Who Decides: You, the Algorithm, or Both?
Why we should collaborate more deeply with artificial intelligence.
Posted August 4, 2021 | Reviewed by Chloe Williams
- Human bias, sluggishness, and inaccuracy often distort decision making, while AI poses opposite risks, going too far, too fast and overreacting.
- Collaborative decision making by humans and AI could simultaneously look too near and far, go too fast and slow, and under and overreact.
- People misattribute features of AI to themselves, studies show. AI could produce an illusion of control and a false sense of self-efficacy.
Artificial intelligence (AI) is supercharging decision making. Anyone with a smartphone can process vast amounts of information and make fast decisions at the tap of an icon. They can shop, invest, choose friends, while companies use AI to select markets, set prices and hire staff. Potential benefits are vast and growing. But what is really happening here and who is in control? How can we collaborate more effectively with AI in decision making?
A second related problem is that decision environments are increasingly rich and dynamic. We are flooded with information and options. There are simply more decisions to be made — which is good news overall. However, this also means that people and organizations become heavily reliant on artificial support. Especially when decisions are purely routine, or complex and must be quick, humans often delegate total responsibility to AI.
The Challenge of Human-Machine Collaboration
Problems therefore emerge as humans and AI collaborate in augmented decision making. The two types of agents are not easy to combine. On the one hand, humans often focus too near, process information slowly, and fail to detect relevant variation. Put simply, humans are relatively myopic, sluggish, and insensitive. On the other hand, as stated above, AI easily goes too far, too fast, and is often over-sensitive. Stated more formally, AI is inherently farsighted and hyperopic (the opposite of myopic), hyperactive, and hypersensitive.
When both types of agents work together in decision making, these risks will compound. The combined system might focus near and far, process fast and slow, and react passively and furiously, all at the same time. Decision making is then poorly coordinated and potentially conflicting. Ironically, digitalization results in less effective decision making.
Consider the use of AI in surgery. To be effective, artificial agents must understand and trust surgeons’ perceptions, preferences, and speed of work. Equally, surgeons need to trust the accuracy and reliability of AI. But if one goes too fast and the other too slow, or they act independently and ignore each other, medical procedures end in disaster. Both types of agents must work collaboratively to ensure effective decision making in real time.
New Risks for Decision Making
These developments transcend prior thinking about decision making. To date, research primarily focuses on the risks posed by human limitations, especially myopia, bias, and idiosyncratic noise, and what happens when such distortions infect AI. Certainly, these are major concerns. Once infected in this way, digital systems quickly amplify human limitations.
Moving forward, however, equal attention must be paid to new risks posed by AI, even after we control for human bias and noise. Because digitalized decision making could still reach too far, go too fast, and react too furiously. Granted, it may be free of distorting priors, but it could become overly complex and opaque anyway. As I explain in my recent book Augmented Humanity, people will struggle in these situations and could slide into dependence or self-delusion.

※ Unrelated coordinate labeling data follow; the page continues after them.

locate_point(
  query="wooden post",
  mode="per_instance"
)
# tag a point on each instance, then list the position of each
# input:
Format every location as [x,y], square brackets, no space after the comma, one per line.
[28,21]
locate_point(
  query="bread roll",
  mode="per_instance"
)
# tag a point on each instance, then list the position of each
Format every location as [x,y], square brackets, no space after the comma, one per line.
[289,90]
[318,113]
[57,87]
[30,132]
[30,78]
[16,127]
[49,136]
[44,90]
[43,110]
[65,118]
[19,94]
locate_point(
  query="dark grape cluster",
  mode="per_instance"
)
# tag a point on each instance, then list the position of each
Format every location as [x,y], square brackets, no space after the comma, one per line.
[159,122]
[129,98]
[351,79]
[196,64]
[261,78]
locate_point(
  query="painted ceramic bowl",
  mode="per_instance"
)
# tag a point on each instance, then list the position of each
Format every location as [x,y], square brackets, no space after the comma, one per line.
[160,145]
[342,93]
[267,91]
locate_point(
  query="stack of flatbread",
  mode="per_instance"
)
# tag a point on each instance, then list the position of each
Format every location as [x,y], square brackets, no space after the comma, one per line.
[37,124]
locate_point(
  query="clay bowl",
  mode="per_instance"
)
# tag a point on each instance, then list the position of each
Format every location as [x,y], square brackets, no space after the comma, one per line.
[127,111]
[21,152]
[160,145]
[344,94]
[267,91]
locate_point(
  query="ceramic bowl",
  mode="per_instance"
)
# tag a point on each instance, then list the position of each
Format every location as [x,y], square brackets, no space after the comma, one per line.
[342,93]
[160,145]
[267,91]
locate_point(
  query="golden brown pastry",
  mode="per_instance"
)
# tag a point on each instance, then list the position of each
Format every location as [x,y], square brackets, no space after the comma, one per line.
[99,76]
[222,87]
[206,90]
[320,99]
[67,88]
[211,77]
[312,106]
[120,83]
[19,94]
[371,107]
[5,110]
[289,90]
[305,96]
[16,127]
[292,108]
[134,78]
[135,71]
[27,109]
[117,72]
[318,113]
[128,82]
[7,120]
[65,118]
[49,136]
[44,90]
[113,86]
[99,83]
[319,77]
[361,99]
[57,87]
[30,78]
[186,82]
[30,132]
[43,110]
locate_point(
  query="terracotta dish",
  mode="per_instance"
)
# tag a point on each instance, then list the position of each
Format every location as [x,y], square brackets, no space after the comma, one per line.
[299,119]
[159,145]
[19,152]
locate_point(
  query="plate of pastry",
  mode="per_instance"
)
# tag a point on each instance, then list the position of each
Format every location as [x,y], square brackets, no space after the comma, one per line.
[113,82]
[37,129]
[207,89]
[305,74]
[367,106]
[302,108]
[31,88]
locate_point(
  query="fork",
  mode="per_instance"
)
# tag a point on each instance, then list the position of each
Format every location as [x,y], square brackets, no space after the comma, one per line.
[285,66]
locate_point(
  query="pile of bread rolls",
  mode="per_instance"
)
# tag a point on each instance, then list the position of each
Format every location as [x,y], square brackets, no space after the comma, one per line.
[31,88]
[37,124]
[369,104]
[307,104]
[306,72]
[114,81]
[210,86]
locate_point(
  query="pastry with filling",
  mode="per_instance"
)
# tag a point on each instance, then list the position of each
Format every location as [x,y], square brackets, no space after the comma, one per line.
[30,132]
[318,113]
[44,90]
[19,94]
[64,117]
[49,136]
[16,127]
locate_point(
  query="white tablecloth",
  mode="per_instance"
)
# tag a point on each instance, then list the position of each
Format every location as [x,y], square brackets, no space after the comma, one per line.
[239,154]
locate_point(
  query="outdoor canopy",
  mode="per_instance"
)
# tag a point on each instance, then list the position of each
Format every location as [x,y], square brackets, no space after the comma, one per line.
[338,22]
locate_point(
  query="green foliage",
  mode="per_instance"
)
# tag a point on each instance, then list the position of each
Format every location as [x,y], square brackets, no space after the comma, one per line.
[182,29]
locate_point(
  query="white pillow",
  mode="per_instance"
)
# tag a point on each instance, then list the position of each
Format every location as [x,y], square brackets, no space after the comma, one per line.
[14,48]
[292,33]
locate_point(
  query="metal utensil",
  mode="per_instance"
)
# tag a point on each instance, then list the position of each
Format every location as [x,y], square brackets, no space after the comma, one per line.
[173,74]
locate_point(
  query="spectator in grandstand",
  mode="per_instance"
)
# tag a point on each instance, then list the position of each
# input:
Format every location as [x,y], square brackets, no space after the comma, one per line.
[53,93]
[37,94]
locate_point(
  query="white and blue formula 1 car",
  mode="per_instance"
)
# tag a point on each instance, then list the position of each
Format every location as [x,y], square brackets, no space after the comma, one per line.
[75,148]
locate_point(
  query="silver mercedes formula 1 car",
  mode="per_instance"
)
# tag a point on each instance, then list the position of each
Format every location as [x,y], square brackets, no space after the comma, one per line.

Writing almost 20 years ago, Daniel Wegner identified a similar effect. He explained how deep systems in the brain trigger thought and action before deliberation or intention, yet people still feel a sense of control. He labeled this the illusion of conscious will. It has positive effects too, though, including support for a sense of self and responsibility.
In the same way, AI can produce a digitalized illusion of conscious will. People tap icons and make online choices, and thus experience a sense of intentional control. But in truth much about the outcome is determined by invisible algorithms. This poses risks for self-understanding and a sense of moral responsibility, not to mention decision making itself.
In fact, recent studies show that people do misattribute features of AI to themselves. Could the digitalization of decision making therefore increase the illusion of control and create a false sense of self-efficacy? If so, people will be less genuinely autonomous, despite feeling more empowered. To counteract these risks, people must develop stronger self-regulatory skills and learn to avoid some digital influences while embracing others.
Bottom line, AI adds unprecedented power and reach to decision making but not without risks. Of course, we are right to worry about the negative impact of bias and idiosyncratic noise. However in doing so, we must not forfeit control or abandon important commitments, nor diverge into conflict against AI. Instead, human and artificial agents must collaborate more deeply and form genuine partnerships in decision making.
Bryant, P. T. (2021). Augmented Humanity: Being and Remaining Agentic in a Digitalized World. Palgrave Macmillan.
Kahneman, D., Sibony, O., and Sunstein, C.R. (2021). Noise: A Flaw in Human Judgment. London, William Collins.
Wegner, D. M. (2002). The Illusion of Conscious Will. MIT Press.